Stress And Disorder
One of the heart-warming things about film-making, is the friends you make. Particularly when dealing with deep, personal issues. Like Post Traumatic Stress Disorder. It’s often the case that you move into someone’s life for a few hours or a few days, sometimes a few weeks. And they give you the secrets of their heart. They trust you. Like a best friend. It’s often a humbling experience.
Sometimes those brief friendships don’t stand the test of time. Perhaps you realise you haven’t really anything else in common outside that period you met and talked in depth. Perhaps the interviewee doesn’t want to see you again after a cathartic experience. That’s always been one of the more difficult things for me. It leaves a feeling like I’ve sucked someone dry for the sake of a film, and I leave them. Perhaps never see them again.
It’s the element of ‘trust’ I’ve talked about elsewhere. And the thing I try to encourage most in younger film makers I work with. You’re meeting someone for a brief time and they’re giving you a great deal. You have to cherish that as you make use of it. You have to represent, as fairly and accurately as you can, the whole person…distill perhaps hours of interview into a matter of minutes in your final film, that does justice to your subject.
I’m glad to say I’ve made some lifelong friends among those interviewees who’ve bared their souls. People like Sam Robinson, a former member of the RUC. A man who’s been ‘…to hell and back.” Since this film, we’ve had many happy adventures together.

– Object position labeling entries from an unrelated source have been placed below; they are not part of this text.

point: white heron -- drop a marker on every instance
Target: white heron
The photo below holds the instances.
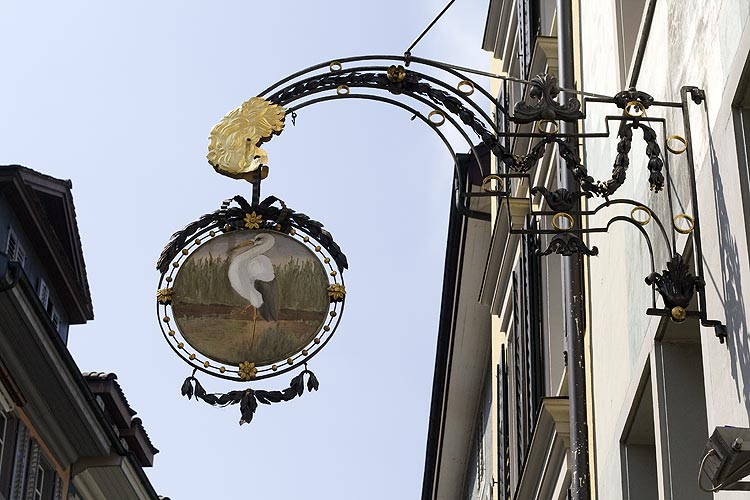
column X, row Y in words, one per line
column 251, row 275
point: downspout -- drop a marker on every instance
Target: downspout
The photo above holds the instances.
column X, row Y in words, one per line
column 572, row 282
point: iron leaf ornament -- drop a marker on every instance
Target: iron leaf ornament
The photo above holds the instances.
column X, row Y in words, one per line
column 544, row 89
column 567, row 244
column 676, row 286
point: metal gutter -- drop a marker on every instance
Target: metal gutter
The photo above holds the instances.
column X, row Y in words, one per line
column 573, row 284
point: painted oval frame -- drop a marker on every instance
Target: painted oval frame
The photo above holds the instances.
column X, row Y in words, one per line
column 184, row 337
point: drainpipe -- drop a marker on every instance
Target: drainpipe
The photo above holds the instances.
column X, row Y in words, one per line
column 572, row 281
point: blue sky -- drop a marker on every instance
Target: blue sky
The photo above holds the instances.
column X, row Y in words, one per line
column 120, row 97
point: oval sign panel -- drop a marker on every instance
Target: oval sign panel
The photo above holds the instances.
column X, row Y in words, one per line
column 256, row 296
column 250, row 292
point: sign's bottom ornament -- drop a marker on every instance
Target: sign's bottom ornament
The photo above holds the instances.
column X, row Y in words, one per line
column 249, row 292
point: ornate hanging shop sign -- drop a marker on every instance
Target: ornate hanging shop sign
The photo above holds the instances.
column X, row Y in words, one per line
column 252, row 290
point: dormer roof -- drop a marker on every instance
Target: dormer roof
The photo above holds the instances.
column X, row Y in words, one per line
column 45, row 207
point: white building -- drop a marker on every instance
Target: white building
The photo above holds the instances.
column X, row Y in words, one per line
column 656, row 388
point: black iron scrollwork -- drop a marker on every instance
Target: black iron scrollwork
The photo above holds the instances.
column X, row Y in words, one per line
column 621, row 164
column 279, row 218
column 544, row 89
column 248, row 399
column 626, row 97
column 560, row 200
column 567, row 244
column 675, row 284
column 525, row 163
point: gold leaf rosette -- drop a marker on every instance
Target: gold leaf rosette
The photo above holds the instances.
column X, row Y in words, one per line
column 234, row 143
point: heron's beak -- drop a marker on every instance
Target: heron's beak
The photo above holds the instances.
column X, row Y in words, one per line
column 244, row 244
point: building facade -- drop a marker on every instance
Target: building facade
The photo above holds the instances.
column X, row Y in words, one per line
column 656, row 388
column 63, row 434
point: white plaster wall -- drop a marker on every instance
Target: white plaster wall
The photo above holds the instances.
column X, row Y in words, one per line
column 691, row 42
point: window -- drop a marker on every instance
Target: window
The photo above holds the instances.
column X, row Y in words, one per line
column 55, row 319
column 41, row 479
column 638, row 448
column 503, row 440
column 39, row 483
column 14, row 249
column 742, row 135
column 43, row 293
column 525, row 356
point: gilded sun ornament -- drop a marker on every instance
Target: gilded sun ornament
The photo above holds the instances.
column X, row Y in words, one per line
column 234, row 143
column 336, row 292
column 253, row 220
column 164, row 296
column 247, row 370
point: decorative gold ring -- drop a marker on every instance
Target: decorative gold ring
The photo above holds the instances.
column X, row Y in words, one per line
column 564, row 215
column 492, row 177
column 678, row 139
column 637, row 105
column 690, row 220
column 542, row 126
column 645, row 210
column 441, row 117
column 465, row 87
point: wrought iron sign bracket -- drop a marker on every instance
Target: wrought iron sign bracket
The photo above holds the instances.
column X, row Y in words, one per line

Sam’s an amazing character. A talented writer – particularly in his tales of working class Belfast life in days gone by. An artist. In my office I display a painting of a harbour scene he painted for me in thanks after Stress and Disorder. He’s a guitarist and songwriter. He’s written a host of songs in collaboration with Ricky Warwick – frontman of Thin Lizzy, Black Star Riders and a solo artist in his own write. Sam’s also given a lifetime’s devotion to Glentoran Football Club and the Glentoran Community Trust.
When long-term relationships with people like Sam come out of the films I make, that’s the icing on the cake.